The following day was excellent because I got to experience my first seed planting.  David and I worked for nearly two hours planting nearly 25 varietals of tomatoes.  Thanks to some decent weather, we even managed to move outside to clean up around the garden.  This is when I noticed the first indication of spring.  Daffodils and snowdrops were just starting to peek through the ground give some much-needed optimism that spring was on the way.  (Looking back, I couldn’t have been more wrong.)  Thursday was our first full day of sun.  David and I graciously used this time to complete a myriad of outdoor tasks: pruning, training grape vines, cleaning up debris from the vineyard and tidying up the perennial gardens, just to name a few.  I also spent a good portion of my day cutting down dead grasses and hauling off the refuse to compost piles.  Unfortunately, the sun didn’t last for long.  Friday we were hammered with rain and spent the day back inside dealing with domestic chores.  I managed to get a few meals prepared for the week by making some pasta as well as cream of broccoli soup.  Saturday proved to be worse as the day started with hail that gradually turned into snow.  I did a fair amount of reading – and napping – before I moved back to the kitchen.  This worked out well because David spent the time of my absence to make a delicious squash bread, which I am in the process of acquiring a recipe.

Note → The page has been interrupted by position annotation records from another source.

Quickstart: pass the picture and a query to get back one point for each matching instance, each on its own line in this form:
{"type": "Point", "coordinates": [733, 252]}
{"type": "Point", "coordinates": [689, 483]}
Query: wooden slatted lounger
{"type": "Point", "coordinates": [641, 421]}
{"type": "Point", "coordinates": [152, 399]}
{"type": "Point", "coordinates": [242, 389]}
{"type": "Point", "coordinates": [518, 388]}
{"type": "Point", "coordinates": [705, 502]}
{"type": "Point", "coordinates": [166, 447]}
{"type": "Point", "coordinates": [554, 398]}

David and I have been trying to figure out a way to use the surfeit of garlic he grew last season.  I had initially planned to turn it into black garlic but discovered it was far to cumbersome.  First, the process required at least two weeks of steady heat around 140-160 degrees, something David was not to keen on, as he likes to watch the electricity usage.  I had thought that black garlic was a created during a process of fermentation but upon researching the method I learned that I is something entirely different.  Black garlic undergoes a chemical reaction, Maillard reaction, which is usually something that takes place in meats to further develop the flavors.  It’s the whole reason why crispy duck skin on Peking duck tastes so delicious and complex.   With all this in mind I decided to craft a real fermented garlic recipe that is currently sitting on the counter letting time work its magic.  Our night ended early as the light patter of snow and rain reverted to hail.

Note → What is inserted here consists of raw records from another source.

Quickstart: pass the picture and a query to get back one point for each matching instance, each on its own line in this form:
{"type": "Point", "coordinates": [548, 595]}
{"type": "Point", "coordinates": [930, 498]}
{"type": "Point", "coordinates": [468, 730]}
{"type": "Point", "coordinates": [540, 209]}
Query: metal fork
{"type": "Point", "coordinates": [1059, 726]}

Toady has been quite similar.  I have spent much of my day reading and cleaning as the snow has steadily accumulated around the house and gardens.  It really has put a damper on the gardening, mostly because, on top of inhospitable working and growing conditions, we must wait for the snow and ground to melt.  This wouldn’t be so bad if the upcoming weekly forecast didn’t look identical to this week’s.  So, we will, as we have, continue to putter around the house, test recipes and twiddle our thumbs as we wait for spring to truly arrive.